Function: Participle



Next we have the Participle.



Take a look at the following sentences:



Example
Function

I know the sick guy.

Adjective
I know the guy who was injured in the game.

Adjective Clause
I know the injured guy.

Participle
I know the guy injured in the game.

Participial Phrase
The guy injured in the game was taken to the hospital.
Participial Phrase



If you think hard about our examples, you will realize that all 4 grammar structures (Adjective, Adjective Clause, Participle, & Participial Phrase) are very similar to each other in terms of function.



That’s right. All 4 grammar structures above are Modifiers. They describe the Noun next to them (whether before or after).



And now, here are more examples of Participles:



The employee selected for promotion will travel to Hawaii.


The books taken outside got wet in the rain.


The man living* next door is a dentist.




* Note: This is the second kind of Participle. The Participle comes in only 2 forms: the P.P. and the V+ing.




As you can see in our examples, the Participle acts as a Modifier in the sentence. It isn’t a Main Verb like the Passive.



So these are completely different:



The player was injured in the game. (= Verb / Passive)


The player injured in the game was taken to hospital. 
(= Participle / Modifier)



If you want to use a Participle in your sentence, you still need another Verb to become the Main Verb, because the Participle is just like an Adjective, not a Verb.

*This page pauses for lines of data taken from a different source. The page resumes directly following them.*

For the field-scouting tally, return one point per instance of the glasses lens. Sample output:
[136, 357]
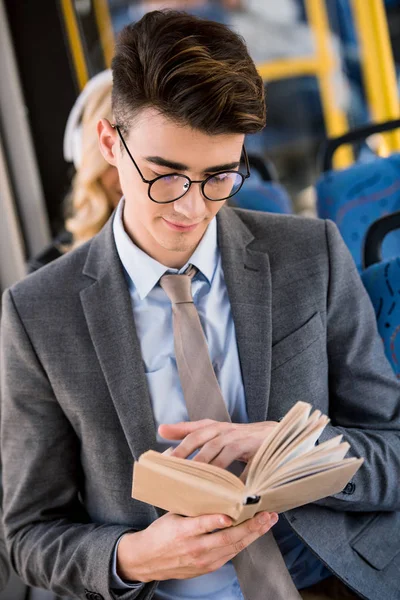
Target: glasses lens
[170, 187]
[223, 185]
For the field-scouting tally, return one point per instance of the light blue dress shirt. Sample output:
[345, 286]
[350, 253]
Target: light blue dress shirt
[152, 313]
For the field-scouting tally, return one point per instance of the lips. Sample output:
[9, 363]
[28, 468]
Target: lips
[183, 227]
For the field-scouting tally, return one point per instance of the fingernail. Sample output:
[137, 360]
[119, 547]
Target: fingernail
[274, 519]
[263, 518]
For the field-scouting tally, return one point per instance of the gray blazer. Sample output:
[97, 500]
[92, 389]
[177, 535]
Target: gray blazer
[76, 410]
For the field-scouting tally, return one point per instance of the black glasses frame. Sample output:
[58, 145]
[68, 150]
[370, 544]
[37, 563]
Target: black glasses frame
[202, 182]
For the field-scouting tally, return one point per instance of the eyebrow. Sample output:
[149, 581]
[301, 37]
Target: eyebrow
[170, 164]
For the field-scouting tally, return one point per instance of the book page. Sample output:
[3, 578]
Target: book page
[183, 494]
[296, 446]
[301, 473]
[193, 468]
[290, 447]
[324, 454]
[310, 489]
[294, 421]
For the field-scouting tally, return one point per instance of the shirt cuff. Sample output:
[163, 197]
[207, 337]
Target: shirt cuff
[116, 582]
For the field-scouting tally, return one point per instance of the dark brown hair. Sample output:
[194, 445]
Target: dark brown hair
[195, 72]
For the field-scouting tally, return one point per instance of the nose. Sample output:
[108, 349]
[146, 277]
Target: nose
[192, 204]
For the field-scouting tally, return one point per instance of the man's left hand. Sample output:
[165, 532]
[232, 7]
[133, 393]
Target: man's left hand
[218, 443]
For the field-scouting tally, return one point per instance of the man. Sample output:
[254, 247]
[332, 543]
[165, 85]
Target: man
[90, 375]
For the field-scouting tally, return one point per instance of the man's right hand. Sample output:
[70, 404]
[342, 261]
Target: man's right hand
[175, 547]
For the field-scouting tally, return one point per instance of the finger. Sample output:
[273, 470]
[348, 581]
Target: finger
[233, 540]
[198, 438]
[177, 431]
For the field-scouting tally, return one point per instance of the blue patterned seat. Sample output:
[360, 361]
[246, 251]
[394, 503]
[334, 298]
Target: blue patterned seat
[356, 197]
[382, 282]
[265, 196]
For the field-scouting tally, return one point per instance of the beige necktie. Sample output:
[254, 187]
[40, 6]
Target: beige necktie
[260, 568]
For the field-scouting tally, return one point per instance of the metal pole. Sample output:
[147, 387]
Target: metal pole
[378, 64]
[335, 117]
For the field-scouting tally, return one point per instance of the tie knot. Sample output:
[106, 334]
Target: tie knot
[179, 287]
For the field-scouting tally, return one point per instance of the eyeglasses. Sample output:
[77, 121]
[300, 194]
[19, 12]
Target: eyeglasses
[169, 188]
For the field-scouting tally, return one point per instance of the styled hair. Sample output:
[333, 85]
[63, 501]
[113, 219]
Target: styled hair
[88, 204]
[193, 71]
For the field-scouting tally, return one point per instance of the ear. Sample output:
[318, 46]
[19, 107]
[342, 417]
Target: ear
[108, 141]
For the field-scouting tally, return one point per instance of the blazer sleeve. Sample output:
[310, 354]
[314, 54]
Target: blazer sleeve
[51, 541]
[364, 403]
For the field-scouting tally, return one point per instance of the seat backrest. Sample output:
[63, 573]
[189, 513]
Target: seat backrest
[264, 196]
[356, 197]
[382, 281]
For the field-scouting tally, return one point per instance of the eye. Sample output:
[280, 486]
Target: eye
[219, 178]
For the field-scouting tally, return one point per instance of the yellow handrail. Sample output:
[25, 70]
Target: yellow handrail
[105, 28]
[75, 43]
[378, 65]
[323, 66]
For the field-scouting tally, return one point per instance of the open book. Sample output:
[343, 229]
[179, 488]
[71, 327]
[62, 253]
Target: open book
[287, 471]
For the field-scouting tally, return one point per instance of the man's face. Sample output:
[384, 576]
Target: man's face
[168, 232]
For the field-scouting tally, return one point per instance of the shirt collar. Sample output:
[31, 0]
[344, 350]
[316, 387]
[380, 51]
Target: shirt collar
[144, 272]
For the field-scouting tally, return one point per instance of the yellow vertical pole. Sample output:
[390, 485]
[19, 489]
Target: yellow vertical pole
[106, 32]
[335, 118]
[75, 43]
[378, 64]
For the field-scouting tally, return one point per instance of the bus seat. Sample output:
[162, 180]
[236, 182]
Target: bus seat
[356, 197]
[264, 196]
[382, 282]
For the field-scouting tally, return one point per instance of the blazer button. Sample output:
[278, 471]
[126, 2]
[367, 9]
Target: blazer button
[349, 489]
[93, 595]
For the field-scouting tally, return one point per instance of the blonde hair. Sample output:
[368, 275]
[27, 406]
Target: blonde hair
[89, 205]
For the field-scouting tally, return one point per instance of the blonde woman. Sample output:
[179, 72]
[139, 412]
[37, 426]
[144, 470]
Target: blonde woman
[95, 189]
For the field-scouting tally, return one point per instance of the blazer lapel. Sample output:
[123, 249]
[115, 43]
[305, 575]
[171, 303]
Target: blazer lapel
[248, 280]
[108, 312]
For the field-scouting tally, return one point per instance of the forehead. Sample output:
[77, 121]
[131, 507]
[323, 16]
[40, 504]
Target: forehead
[152, 134]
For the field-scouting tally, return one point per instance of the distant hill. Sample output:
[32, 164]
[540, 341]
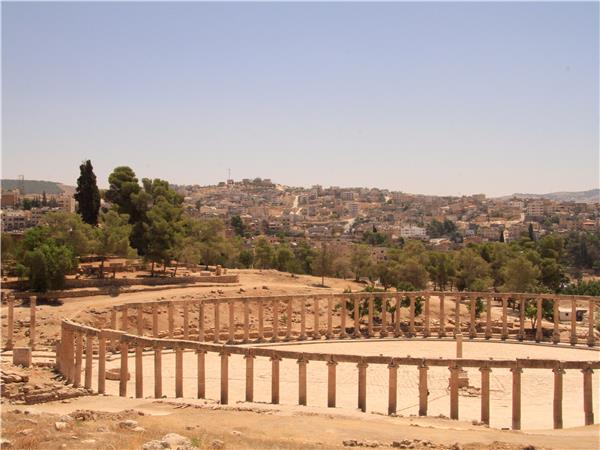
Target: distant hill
[591, 196]
[37, 186]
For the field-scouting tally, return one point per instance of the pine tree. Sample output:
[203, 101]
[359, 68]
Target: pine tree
[87, 194]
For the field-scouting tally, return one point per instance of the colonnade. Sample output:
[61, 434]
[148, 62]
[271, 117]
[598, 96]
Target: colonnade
[290, 317]
[197, 326]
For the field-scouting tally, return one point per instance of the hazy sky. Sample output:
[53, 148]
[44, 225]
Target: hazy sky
[439, 98]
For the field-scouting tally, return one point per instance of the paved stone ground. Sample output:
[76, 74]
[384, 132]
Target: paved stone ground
[537, 385]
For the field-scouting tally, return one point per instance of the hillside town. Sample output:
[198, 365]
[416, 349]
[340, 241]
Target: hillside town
[351, 213]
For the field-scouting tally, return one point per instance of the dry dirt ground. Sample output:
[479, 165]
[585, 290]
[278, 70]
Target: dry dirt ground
[240, 425]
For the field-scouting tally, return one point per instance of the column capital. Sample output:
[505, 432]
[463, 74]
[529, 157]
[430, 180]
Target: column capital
[587, 369]
[516, 369]
[302, 360]
[485, 368]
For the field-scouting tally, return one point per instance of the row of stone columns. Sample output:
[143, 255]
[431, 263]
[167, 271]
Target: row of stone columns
[72, 351]
[318, 302]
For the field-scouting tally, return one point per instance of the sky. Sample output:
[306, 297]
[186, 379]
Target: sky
[432, 98]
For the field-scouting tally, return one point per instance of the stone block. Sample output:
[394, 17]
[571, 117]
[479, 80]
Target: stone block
[22, 356]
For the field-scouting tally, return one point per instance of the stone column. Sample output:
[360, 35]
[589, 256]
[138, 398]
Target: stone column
[11, 322]
[457, 300]
[397, 313]
[343, 314]
[516, 397]
[224, 376]
[591, 338]
[522, 307]
[113, 326]
[538, 329]
[201, 321]
[155, 320]
[249, 357]
[362, 385]
[139, 371]
[140, 320]
[488, 317]
[261, 319]
[69, 353]
[201, 368]
[556, 330]
[124, 371]
[78, 358]
[124, 311]
[275, 308]
[329, 334]
[573, 339]
[485, 394]
[392, 387]
[231, 338]
[102, 362]
[302, 336]
[289, 314]
[302, 362]
[411, 323]
[383, 329]
[275, 379]
[246, 320]
[588, 405]
[186, 320]
[442, 327]
[32, 306]
[356, 333]
[472, 324]
[178, 372]
[157, 370]
[504, 335]
[427, 319]
[370, 323]
[89, 360]
[423, 389]
[217, 322]
[331, 382]
[557, 403]
[454, 372]
[171, 319]
[316, 327]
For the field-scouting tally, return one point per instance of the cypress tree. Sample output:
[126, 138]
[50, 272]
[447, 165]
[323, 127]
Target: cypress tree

Hope You Learned Something!

Keep on learning !







P.S. If you'd like to learn more about Participles, just click the following links: 















4 comments:

  1. Dear Mon,
    I have a question. What is the difference between Adjective Clause and Participial Phrase.
    I see the difference in a structure (in Adjective Clauses there is missing BE and relative pronouns), but is there any difference in meaning? According to me there is no difference, so why do we have those two constructions (Participal Phrase is shorter).
    Thank you very much.

    Yours sincerely, Tommy

    ReplyDelete
  2. Hi Tommy!


    That was an astute observation. Yes, the Adjective Clause and the Participial Phrase do share similar functions and structure. As a matter of fact, Participial Phrases are what we get when we reduce Adjective (and Adverbial) Clauses.


    Well, I'd say 2 constructions exist because their functions are not exactly the same. As you know, Adjective Clauses modify Nouns by adding restrictive or non-restrictive information. In a word, they tell us which or what kind of person or thing the speaker means.

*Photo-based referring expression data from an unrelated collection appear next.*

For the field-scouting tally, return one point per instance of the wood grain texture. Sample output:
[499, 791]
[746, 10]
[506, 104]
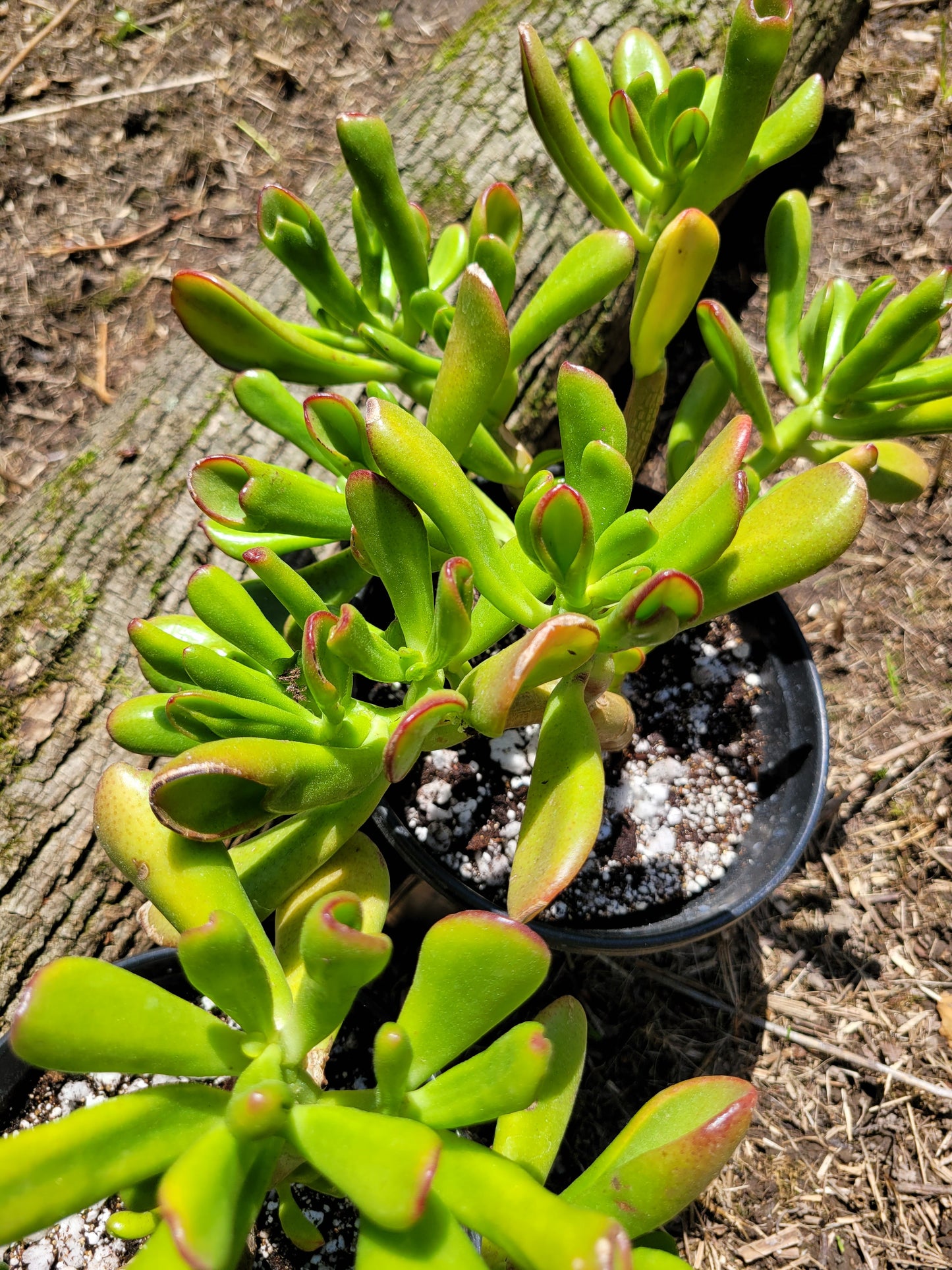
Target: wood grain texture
[113, 535]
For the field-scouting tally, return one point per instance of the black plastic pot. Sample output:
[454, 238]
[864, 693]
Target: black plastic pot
[17, 1078]
[793, 780]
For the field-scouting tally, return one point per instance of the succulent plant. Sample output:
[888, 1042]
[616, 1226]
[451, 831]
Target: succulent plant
[260, 719]
[857, 379]
[682, 144]
[368, 334]
[260, 699]
[193, 1161]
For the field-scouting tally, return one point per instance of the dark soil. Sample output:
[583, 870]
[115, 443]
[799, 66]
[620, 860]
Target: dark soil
[842, 1170]
[678, 798]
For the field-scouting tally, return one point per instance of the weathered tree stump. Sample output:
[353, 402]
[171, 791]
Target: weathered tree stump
[113, 535]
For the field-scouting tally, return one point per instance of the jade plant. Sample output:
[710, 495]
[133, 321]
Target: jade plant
[682, 144]
[264, 696]
[267, 715]
[368, 334]
[193, 1161]
[852, 382]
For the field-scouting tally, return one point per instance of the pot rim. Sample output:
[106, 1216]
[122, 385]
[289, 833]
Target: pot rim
[682, 927]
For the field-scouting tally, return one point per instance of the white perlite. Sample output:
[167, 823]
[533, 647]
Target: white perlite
[673, 819]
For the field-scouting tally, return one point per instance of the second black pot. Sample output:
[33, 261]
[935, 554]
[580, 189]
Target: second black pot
[791, 782]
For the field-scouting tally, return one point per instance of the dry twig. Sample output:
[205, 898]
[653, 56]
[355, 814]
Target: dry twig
[38, 38]
[120, 94]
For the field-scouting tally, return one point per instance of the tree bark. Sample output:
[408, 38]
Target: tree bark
[113, 535]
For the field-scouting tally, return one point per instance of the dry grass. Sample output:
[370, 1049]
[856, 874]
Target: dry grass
[131, 190]
[843, 1167]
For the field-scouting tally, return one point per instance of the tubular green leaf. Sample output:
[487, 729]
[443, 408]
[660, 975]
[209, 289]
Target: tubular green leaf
[294, 233]
[383, 1164]
[474, 362]
[706, 397]
[793, 126]
[731, 355]
[97, 1151]
[240, 334]
[560, 135]
[564, 805]
[503, 1078]
[264, 399]
[229, 786]
[534, 1136]
[593, 93]
[474, 969]
[368, 154]
[900, 320]
[787, 248]
[800, 527]
[757, 45]
[588, 272]
[534, 1227]
[422, 469]
[83, 1015]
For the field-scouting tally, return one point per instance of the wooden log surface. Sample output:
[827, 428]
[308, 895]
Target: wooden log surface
[113, 536]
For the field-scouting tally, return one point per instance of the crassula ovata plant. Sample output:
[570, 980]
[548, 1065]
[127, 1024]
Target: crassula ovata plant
[193, 1161]
[260, 696]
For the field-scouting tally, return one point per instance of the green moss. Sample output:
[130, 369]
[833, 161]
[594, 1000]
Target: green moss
[484, 22]
[45, 597]
[198, 430]
[449, 196]
[69, 482]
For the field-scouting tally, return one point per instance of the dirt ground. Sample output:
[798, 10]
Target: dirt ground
[102, 204]
[843, 1169]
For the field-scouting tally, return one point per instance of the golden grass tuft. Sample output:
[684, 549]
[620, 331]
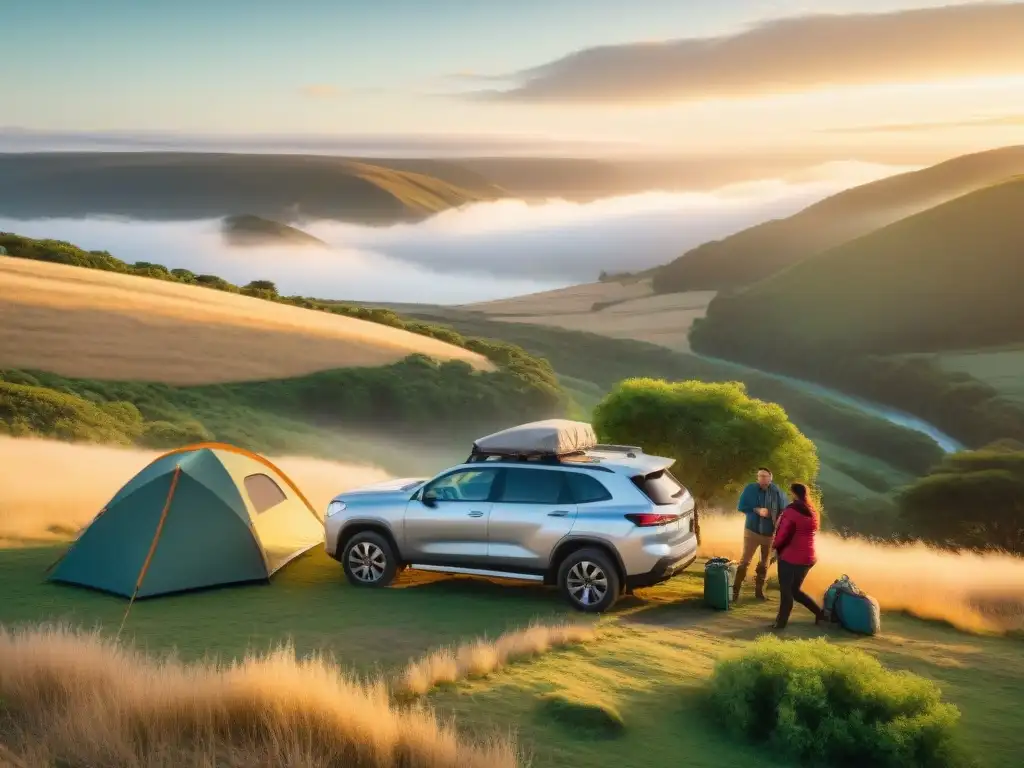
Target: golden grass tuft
[75, 698]
[96, 325]
[480, 657]
[971, 591]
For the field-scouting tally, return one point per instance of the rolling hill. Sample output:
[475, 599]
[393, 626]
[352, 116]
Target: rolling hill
[944, 279]
[92, 324]
[246, 230]
[182, 185]
[761, 251]
[875, 316]
[94, 349]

    Although Participial Phrases also function as Adjectives that modify, they can be used to express simultaneous actions, sequential actions, reason etc.


    Participial Phrases are more often used in written English than in spoken English. In this, they are similar to non-restrictive Adjective Clauses.


    Hope this helps!

    :-)


    ReplyDelete
    Replies
    1. Hi Mon!

      Thank you very much for your explanation. I hope, I get it. :)

      I was curious because I have learned just about Adjective Clauses.

      Thank you very much for your Blog. It is very useful.

      Have a good time.

      Delete
  3. No prob, Tommy :-)


    Please feel free to ask me any other questions in the future.


    Good luck with your study. Keep on learning and see ya around!